Oldenburg - Das Oldenburgische Staatstheater wollte am 19. Juni 2014 ein Stück mit dem Titel „Blankenburg“ im Kloster Blankenburg bei Oldenburg aufführen. Doch der Eigentümer, der zunächst seine Zusage gegeben hatte, zog diese nun überraschend zurück, wie Oldenburgs Generalintendant Markus Müller am Montag mitteilte. Das Stück wird nun am 19. Juni auf einer Probebühne des Staatstheaters gezeigt.
Schuld habe, so Müller, die TAG Gewerbeimmobilien GmbH in Hamburg unter ihrem Vorstandsvorsitzenden Rolf Elgeti. Das Unternehmen habe erst zugestimmt und sogar Begehungen zugelassen. Später habe man versicherungsrechtliche Bedenken angeführt. Müller vermutet, der wahre Grund könnte ein negatives Image des Ortes sein, wodurch die Immobilie nicht mehr oder nur schwer verkäuflich sei. Die TAG Gewerbeimmobilien GmbH in Hamburg blieb auch am Montag auf Nachfrage bei ihrer Absage.
Die Uraufführung des dokumentarischen Theaterstückes „Blankenburg“ sollte gleichzeitig der Aufarbeitung der Geschichte des Ortes dienen. Das ehemalige Kloster diente seit Jahrhunderten vor allem als Ort der Ausgrenzung und Isolation. Lange wurde das Kloster als Lager für Pestkranke genutzt, im 17. und 18. Jahrhundert für Geisteskranke, später gab es die Bezeichnung „Siechen- und Irrenhaus“.

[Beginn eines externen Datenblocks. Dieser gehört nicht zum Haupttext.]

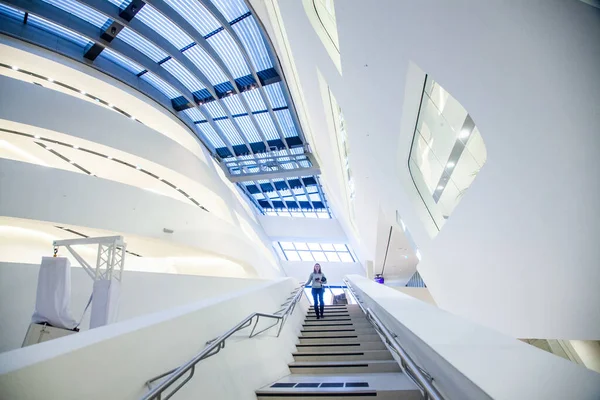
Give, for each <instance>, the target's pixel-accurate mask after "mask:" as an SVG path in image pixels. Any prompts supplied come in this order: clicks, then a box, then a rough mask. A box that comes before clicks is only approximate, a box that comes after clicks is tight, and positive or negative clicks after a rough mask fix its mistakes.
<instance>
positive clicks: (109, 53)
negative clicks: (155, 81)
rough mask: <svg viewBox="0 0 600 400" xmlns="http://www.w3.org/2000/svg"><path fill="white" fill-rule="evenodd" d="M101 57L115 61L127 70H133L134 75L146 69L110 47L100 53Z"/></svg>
mask: <svg viewBox="0 0 600 400" xmlns="http://www.w3.org/2000/svg"><path fill="white" fill-rule="evenodd" d="M99 57H102V58H106V59H107V60H109V61H112V62H113V63H115V64H117V65H118V66H120V67H123V68H125V69H126V70H127V71H129V72H131V73H132V74H134V75H137V74H139V73H140V72H142V71H143V70H144V68H143V67H142V66H140V65H139V64H137V63H134V62H133V61H131V60H130V59H128V58H126V57H123V56H122V55H121V54H119V53H117V52H115V51H113V50H111V49H109V48H105V49H104V50H103V51H102V53H100V56H99Z"/></svg>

Im 20. Jahrhundert wurde das Gelände als psychiatrische Anstalt weitergeführt. Von 1935 bis 1937 wurde es ein SA-Arbeitslager mit Euthanasie-Aktionen, gegen Ende des Zweiten Weltkrieges ein Lazarett und nach 1949 Altenheim und psychiatrische Einrichtung. Nach den 1980er Jahren diente das Gelände als Aufnahme-Einrichtung für DDR-Bürger, Übersiedler und bis 2008 für Asylbewerber.